Let $X$ be a Banach space.
Suppose there exists a sequence $\{x_n\}$ in $X$ such that
we have that $\|\sum_{n\in A}\alpha_nx_n\|$ equals the number of elements in $A$.
Does this imply that the closure of the subspace spanned by $\{x_n\}$ is isomorphic to $\ell^1$?
This question is a modification to this question, where $\alpha\equiv 1$.
Yes this is true. It is even possible to show more, namely that the closure of the span is isomtrically isomorphic to $\ell^1$.
The main part of the proof will be to show that $$ \tag{1} \label{eq1} \|\sum_{i=1}^n a_i x_i\| = \sum_{i=1}^n | a_i| $$ is true for all $(a_i)\in \ell^1$ and $n\in\mathbb N$.
We prove \eqref{eq1} by induction in $n$.
We assume that \eqref{eq1} was already shown for $n\in\mathbb N$ and we want to show that it also holds for $n+1$. Wlog we can assume that $a_{n+1}\geq |a_i|$ for $i=1,\ldots n$ (Otherwise we can reorder the indices so that $|a_{n+1}|$ is coefficient with the largest absolute value, and $a_{n+1}\geq0$ can be assumed because otherwise we can multiply everything by $-1$).

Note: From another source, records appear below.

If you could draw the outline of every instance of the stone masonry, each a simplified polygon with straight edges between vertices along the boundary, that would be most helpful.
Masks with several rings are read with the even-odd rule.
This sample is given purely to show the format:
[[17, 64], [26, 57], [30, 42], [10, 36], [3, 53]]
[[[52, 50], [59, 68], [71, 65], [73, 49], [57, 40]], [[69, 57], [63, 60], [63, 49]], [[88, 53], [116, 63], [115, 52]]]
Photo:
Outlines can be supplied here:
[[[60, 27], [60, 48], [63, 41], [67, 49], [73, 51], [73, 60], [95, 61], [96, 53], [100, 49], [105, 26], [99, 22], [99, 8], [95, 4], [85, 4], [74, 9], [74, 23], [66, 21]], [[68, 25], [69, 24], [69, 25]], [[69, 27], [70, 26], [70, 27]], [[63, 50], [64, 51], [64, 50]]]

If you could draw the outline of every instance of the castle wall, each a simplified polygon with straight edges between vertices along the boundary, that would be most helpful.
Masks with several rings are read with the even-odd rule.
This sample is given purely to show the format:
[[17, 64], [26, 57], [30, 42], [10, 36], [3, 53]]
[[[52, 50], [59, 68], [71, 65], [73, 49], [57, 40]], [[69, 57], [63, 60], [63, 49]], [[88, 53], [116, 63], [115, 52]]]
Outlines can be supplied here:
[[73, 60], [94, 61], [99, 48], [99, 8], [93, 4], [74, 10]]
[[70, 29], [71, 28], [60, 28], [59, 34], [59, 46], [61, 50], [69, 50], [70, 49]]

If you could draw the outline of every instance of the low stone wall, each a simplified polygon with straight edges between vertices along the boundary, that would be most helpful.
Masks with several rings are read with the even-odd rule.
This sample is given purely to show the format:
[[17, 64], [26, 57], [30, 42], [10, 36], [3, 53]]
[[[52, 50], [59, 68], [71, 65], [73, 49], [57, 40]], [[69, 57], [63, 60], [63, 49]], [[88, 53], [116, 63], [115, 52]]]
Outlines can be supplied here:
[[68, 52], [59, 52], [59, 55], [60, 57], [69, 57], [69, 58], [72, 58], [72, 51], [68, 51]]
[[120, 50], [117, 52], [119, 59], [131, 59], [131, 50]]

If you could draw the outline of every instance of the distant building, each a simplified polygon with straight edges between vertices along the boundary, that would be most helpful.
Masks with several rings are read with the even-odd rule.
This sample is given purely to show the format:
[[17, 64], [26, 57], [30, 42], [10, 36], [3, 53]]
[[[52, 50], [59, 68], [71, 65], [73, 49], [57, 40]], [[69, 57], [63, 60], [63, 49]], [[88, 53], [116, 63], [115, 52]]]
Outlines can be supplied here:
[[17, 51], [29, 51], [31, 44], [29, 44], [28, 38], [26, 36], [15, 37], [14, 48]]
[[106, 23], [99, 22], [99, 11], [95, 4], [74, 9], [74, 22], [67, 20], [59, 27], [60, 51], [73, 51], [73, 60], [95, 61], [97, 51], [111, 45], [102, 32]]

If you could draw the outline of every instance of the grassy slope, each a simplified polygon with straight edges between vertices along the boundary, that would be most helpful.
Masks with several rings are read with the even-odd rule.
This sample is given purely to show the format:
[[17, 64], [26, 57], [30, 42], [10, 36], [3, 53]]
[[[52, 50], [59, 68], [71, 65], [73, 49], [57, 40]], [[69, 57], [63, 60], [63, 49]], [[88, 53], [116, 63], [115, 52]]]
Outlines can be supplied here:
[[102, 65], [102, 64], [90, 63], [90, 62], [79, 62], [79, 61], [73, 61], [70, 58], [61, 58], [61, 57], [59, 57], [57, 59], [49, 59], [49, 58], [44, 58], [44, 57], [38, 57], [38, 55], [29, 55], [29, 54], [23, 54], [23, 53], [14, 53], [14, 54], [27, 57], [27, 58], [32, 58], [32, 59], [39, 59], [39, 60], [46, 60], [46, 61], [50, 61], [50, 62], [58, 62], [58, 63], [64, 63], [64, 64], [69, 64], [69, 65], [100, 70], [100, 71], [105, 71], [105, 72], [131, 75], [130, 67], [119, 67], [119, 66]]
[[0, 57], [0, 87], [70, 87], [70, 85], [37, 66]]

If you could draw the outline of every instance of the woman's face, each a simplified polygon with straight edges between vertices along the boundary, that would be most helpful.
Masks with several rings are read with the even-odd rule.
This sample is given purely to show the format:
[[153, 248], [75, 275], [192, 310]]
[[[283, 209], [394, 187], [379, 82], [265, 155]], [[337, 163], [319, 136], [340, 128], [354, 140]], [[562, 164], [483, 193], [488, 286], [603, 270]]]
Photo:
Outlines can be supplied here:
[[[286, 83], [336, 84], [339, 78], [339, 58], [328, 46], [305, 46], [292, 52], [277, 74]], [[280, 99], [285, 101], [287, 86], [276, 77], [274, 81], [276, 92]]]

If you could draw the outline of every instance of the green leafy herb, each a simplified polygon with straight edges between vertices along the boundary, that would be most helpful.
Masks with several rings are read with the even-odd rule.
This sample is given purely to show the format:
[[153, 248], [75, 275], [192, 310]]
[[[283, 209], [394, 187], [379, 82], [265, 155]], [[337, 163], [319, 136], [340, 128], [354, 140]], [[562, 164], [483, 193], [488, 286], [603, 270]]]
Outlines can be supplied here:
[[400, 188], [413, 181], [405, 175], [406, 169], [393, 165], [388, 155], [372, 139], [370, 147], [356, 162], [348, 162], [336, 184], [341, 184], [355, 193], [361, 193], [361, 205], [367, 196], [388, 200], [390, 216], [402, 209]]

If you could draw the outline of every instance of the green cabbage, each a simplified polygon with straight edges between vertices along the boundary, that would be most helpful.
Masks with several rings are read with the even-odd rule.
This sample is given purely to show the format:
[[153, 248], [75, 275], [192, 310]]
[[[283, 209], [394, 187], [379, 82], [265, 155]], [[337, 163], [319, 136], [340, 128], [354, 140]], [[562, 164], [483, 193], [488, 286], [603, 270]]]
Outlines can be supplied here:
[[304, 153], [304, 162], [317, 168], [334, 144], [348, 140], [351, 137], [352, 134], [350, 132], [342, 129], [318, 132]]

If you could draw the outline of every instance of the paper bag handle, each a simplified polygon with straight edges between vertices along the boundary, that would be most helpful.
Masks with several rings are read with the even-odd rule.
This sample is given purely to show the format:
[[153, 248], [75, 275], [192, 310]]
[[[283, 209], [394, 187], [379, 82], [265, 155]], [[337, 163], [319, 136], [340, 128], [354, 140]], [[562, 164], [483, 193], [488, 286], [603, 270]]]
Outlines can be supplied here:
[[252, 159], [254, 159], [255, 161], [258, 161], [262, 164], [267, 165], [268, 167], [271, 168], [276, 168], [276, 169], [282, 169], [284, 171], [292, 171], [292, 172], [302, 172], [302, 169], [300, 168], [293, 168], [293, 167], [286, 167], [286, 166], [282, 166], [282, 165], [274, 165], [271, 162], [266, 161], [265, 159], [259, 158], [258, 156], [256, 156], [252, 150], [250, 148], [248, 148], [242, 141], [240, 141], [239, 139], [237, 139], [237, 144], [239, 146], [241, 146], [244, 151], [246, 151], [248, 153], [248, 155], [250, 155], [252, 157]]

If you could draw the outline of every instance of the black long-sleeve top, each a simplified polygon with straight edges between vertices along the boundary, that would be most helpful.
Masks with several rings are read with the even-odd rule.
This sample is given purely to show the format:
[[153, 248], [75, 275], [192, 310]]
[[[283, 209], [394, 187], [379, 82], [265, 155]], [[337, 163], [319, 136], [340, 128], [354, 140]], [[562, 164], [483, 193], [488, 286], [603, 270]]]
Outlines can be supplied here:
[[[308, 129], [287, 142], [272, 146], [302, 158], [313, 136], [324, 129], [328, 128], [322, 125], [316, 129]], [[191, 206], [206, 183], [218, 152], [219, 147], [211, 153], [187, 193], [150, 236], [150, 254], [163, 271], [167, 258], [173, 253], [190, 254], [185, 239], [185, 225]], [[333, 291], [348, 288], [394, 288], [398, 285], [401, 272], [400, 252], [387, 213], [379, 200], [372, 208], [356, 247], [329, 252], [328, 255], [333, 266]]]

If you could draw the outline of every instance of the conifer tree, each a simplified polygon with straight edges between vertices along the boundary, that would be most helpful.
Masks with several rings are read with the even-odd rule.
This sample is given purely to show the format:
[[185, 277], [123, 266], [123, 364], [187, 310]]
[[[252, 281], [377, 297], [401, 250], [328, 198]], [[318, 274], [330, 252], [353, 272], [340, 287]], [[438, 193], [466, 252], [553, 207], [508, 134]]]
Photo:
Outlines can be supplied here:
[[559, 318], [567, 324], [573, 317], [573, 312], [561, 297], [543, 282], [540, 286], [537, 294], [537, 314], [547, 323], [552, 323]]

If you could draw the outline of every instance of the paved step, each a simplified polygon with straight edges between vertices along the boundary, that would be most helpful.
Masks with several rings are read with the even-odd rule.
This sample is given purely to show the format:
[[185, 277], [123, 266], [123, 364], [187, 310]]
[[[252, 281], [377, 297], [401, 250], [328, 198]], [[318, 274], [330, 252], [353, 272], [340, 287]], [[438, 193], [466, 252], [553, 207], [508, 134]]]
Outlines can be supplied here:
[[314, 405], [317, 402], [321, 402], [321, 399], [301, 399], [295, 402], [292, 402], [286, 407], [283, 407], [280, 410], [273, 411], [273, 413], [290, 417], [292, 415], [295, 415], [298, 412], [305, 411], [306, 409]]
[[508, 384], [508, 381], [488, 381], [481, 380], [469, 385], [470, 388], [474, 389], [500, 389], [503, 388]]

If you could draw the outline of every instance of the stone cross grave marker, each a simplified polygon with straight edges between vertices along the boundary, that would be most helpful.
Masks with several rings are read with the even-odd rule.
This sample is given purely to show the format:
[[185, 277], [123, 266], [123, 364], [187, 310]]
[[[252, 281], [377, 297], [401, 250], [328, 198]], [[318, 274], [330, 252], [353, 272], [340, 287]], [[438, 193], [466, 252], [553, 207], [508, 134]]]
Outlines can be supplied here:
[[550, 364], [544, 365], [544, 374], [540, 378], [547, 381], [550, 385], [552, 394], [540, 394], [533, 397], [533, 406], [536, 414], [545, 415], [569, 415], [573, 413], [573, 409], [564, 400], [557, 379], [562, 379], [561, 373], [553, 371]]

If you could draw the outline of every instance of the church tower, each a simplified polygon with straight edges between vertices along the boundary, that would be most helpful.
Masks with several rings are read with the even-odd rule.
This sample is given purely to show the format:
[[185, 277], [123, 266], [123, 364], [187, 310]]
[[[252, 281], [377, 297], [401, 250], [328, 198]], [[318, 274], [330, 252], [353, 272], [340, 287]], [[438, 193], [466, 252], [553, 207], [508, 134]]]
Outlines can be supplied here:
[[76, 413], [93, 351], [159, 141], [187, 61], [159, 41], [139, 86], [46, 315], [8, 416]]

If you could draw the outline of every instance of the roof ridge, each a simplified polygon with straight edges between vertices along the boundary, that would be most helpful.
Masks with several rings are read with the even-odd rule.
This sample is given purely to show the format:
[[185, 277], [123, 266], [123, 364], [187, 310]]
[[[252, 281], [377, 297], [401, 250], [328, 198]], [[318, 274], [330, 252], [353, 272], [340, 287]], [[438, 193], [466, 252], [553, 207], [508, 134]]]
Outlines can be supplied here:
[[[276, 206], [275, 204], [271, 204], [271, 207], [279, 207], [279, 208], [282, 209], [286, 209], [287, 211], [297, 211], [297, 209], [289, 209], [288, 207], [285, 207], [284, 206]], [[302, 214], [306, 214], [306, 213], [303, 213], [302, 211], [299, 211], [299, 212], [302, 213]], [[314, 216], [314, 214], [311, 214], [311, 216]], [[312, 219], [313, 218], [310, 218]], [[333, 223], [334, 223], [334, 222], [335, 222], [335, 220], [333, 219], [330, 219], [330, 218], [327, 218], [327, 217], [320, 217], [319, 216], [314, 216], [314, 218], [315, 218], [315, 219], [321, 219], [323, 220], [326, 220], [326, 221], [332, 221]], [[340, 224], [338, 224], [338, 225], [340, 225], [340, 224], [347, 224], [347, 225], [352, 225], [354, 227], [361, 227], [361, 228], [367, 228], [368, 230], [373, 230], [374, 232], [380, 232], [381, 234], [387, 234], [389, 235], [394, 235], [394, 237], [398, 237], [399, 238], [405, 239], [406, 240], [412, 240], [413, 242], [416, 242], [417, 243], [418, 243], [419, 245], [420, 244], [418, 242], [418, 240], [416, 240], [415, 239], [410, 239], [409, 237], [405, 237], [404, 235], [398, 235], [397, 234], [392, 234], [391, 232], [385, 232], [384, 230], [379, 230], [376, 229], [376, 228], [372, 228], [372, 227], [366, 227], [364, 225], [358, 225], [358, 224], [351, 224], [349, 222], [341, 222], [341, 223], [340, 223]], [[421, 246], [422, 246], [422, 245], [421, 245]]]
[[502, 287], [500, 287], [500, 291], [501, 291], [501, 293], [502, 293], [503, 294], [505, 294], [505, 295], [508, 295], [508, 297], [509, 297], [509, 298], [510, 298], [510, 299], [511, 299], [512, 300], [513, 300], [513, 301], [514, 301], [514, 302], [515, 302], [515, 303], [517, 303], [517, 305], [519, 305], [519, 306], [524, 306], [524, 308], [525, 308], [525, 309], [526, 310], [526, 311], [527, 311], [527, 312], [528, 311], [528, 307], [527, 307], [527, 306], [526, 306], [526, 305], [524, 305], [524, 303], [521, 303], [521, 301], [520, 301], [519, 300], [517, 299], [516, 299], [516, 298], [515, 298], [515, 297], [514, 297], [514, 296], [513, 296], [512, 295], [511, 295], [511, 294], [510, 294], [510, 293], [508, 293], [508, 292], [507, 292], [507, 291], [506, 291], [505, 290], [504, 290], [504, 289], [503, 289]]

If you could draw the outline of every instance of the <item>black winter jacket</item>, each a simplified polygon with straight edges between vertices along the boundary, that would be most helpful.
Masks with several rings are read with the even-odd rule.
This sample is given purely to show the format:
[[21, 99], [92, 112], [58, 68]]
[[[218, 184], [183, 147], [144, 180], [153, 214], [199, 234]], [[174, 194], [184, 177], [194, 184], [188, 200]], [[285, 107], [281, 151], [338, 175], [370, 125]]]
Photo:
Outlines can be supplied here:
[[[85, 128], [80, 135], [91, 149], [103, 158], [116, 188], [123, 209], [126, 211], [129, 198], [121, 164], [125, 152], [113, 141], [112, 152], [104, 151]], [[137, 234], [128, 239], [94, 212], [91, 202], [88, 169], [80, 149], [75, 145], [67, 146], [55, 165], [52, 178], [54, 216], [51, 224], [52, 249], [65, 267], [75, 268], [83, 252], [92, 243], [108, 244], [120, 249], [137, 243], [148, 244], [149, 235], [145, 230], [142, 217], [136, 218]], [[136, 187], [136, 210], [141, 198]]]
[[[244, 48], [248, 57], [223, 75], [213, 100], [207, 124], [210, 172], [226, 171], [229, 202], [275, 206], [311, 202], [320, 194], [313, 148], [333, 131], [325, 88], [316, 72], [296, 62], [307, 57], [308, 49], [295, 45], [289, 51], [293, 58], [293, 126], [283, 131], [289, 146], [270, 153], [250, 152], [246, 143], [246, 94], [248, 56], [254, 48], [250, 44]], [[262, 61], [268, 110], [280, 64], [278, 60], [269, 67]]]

We define $\alpha_i:=\operatorname{sgn} a_i$. Then we have $$ \begin{align} \|\sum_{i=1}^{n+1} a_i x_i\| &= \|a_{n+1}\sum_{i=1}^{n+1} \alpha_i x_i - \sum_{i=1}^n (\alpha_i a_{n+1}-a_i)x_i\| \\ &\geq \|a_{n+1}\sum_{i=1}^{n+1} \alpha_i x_i\|-\| \sum_{i=1}^n (\alpha_i a_{n+1}-a_i)x_i\| \\ &= |a_{n+1}|(n+1) - \sum_{i=1}^n |\alpha_i a_{n+1}-a_i| \\ &= |a_{n+1}|(n+1) - \sum_{i=1}^n (|a_{n+1}|-|a_i|) = \sum_{i=1}^{n+1} |a_i|. \end{align} $$ The other inequality follows from the triangle inequality.
Thus \eqref{eq1} holds true for all $n\in\mathbb N, (a_i)\in\ell^1$. By continuity it can also be shown that \eqref{eq1} holds for $n=\infty$.
Let us define the map $$ I:\ell^1\to \overline{\operatorname{span}(x_i)}, e_n\mapsto x_n. $$ Then it follows from the above that $I$ is an isometry. Finally, the property that $I$ is an isometry can be used to show that $I$ is surjective and injective.